Pas étonnant que le film ait servi de carte de visite à Ruggero Deodato pour sa première entrée dans le genre qui va le rendre célèbre avec Le Dernier monde cannibale. Parfois taxé de réalisateur dilettante, en tout cas très inconstant et inégal, il signe d’ailleurs ici l’un de ses métrages le plus efficaces et les mieux rythmés avec quelques morceaux de bravoure très appréciables à commencer par cette spectaculaire et longue poursuite de huit minutes en moto dans les rues de Rome en mode tournage sauvage. Une belle entrée en matière pour un poliziesco un peu bordélique, roublard et populiste mais qui s’avère indéniablement divertissant.
Image
Le film n’affiche pas forcément une copie de dernière bourre mais assure en tout cas un résultat plutôt solide. L’image a été plutôt bien restaurée avec des cadres stables et très propres malgré la persistance de quelques points blancs, et une gestion assez généreuse du grain d’origine qui réussit à ne jamais devenir envahissant. La définition pourrait être plus poussée avec un nouveau scan 2K, mais l’ensemble affirme une esthétique réaliste grisonnante agréable et solide.
Son
Pas de doublage français ici, seules les pistes postsynchronisées italienne et anglaise sont présentées dans des DTS HD Master Audio 2.0 aussi sobres que clairs. On préfèrera aisément la version originale ritale mieux caractérisée et plus équilibrée que son homologue ricaine trop désincarnée, voir parfois carrément à coté de la plaque.
Interactivité
Troisième titre de la collection « Les Années de plomb » par Elephant Films, Deux flics à abattre partage le même livret que Colère noire et Mister Scarface. Un petit cahier d’une vingtaine de pages rédigé par Alain Petit qui présente sommairement mais efficacement les trois films en question en faisant quelques petits détours vers les carrières de chacun.

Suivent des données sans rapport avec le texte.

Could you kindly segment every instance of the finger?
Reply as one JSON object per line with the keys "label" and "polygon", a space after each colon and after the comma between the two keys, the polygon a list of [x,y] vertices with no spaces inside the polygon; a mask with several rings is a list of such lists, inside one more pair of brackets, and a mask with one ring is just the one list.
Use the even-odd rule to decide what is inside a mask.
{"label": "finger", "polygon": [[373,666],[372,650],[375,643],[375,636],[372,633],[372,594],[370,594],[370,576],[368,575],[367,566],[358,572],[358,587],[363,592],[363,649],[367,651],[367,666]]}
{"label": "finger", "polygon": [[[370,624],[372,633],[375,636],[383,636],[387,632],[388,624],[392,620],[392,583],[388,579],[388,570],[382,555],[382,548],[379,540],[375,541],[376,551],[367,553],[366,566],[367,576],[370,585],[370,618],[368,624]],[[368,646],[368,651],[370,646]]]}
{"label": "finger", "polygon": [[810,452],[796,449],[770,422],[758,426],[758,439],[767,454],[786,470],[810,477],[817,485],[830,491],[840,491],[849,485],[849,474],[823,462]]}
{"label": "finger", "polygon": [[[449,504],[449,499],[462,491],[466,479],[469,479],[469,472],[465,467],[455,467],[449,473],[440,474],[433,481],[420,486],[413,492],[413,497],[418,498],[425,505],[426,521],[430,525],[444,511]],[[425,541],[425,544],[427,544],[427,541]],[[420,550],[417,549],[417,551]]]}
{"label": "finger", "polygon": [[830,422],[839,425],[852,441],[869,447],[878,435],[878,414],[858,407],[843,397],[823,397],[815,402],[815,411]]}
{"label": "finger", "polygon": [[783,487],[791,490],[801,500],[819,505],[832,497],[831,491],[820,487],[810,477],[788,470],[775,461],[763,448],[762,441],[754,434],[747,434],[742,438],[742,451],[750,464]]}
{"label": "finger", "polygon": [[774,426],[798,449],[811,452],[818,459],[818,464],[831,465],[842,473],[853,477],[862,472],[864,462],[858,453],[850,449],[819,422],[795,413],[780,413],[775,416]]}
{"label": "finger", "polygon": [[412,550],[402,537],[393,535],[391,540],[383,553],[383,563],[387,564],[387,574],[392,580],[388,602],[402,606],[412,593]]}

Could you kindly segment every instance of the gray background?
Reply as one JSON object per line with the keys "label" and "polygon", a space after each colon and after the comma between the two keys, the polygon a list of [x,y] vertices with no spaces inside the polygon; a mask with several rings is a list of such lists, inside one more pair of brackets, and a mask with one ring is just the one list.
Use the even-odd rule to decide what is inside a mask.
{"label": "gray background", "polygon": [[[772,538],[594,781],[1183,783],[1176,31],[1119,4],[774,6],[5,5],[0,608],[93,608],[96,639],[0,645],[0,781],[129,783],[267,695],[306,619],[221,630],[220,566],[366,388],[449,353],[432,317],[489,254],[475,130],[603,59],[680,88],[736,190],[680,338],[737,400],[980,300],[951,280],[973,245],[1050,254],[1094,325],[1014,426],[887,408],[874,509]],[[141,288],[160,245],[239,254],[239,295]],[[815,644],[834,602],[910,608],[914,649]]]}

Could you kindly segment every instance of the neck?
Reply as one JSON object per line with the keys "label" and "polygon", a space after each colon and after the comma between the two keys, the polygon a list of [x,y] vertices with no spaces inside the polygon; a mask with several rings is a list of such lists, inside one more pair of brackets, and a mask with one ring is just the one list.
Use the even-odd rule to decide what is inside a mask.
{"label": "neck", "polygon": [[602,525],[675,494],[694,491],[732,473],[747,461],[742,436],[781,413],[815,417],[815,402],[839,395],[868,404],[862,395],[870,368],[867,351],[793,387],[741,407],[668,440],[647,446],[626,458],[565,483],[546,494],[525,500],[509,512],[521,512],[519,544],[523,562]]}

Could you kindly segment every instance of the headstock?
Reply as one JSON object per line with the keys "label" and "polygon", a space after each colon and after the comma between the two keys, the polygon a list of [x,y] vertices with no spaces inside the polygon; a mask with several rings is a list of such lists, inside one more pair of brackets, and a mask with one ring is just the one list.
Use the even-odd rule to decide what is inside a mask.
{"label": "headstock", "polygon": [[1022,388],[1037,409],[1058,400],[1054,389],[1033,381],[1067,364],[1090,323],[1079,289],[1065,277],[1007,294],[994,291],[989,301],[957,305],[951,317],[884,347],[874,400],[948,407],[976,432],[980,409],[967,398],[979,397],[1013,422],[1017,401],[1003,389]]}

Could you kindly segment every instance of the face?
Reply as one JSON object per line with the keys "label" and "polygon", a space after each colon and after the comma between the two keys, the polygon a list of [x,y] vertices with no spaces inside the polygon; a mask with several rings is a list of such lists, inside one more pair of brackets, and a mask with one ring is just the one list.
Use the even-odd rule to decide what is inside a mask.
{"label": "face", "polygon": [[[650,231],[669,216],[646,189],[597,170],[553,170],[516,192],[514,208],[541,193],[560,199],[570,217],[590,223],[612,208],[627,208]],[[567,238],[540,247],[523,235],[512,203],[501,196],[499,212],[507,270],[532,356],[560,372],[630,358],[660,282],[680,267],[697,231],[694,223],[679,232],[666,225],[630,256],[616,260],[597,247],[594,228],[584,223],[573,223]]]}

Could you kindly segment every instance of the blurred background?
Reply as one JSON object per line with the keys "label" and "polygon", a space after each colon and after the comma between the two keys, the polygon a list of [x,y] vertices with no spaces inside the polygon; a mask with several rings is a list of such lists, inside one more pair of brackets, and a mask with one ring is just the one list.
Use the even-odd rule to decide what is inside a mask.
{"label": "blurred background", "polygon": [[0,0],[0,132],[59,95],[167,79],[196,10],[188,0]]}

Sur le disque proprement dit, on trouve aussi une nouvelle présentation du duo Gérald Duchaussoy et Romain Vandestichele (auteurs de Mario Bava Le Magicien des couleurs) qui reviennent bien entendu sur la rencontre artistique entre Fernando Di Leo et Ruggero Deodato, sur les belles heures du neo-polar italien et évoquent autant les qualités que les défauts du produit. La bonne surprise ici vient de la reprise par l’éditeur français du long documentaire plus que complet « Violent Cops », making of rétrospectif en SD mais passionnant, qui donne la parole autant au réalisateur qu’aux acteurs survivants et aux techniciens un peu moins célèbres pour retracer les origines du film, les changements autour du scénario, la collaboration entre les deux têtes d’affiches, petites prises de bec du tournage (autour de la fameuse poursuite en moto justement), la censure et la sortie du film. L’édition reprend aussi une sélection de pubs tournées par Deodato et commentées par ce dernier, qui montrent toutes en général l’ambition de construire des petits courts métrages plutôt ambitieux vu le cadre.
Liste des bonus
Un livret rédigé par Alain Petit (24 pages), Le film par Gérald Duchaussoy et Romain Vandestichele (21’), « Violent Cops » : documentaire (40’), Ruggero Deodato : ses publicités commentées (19’), Bande-annonce.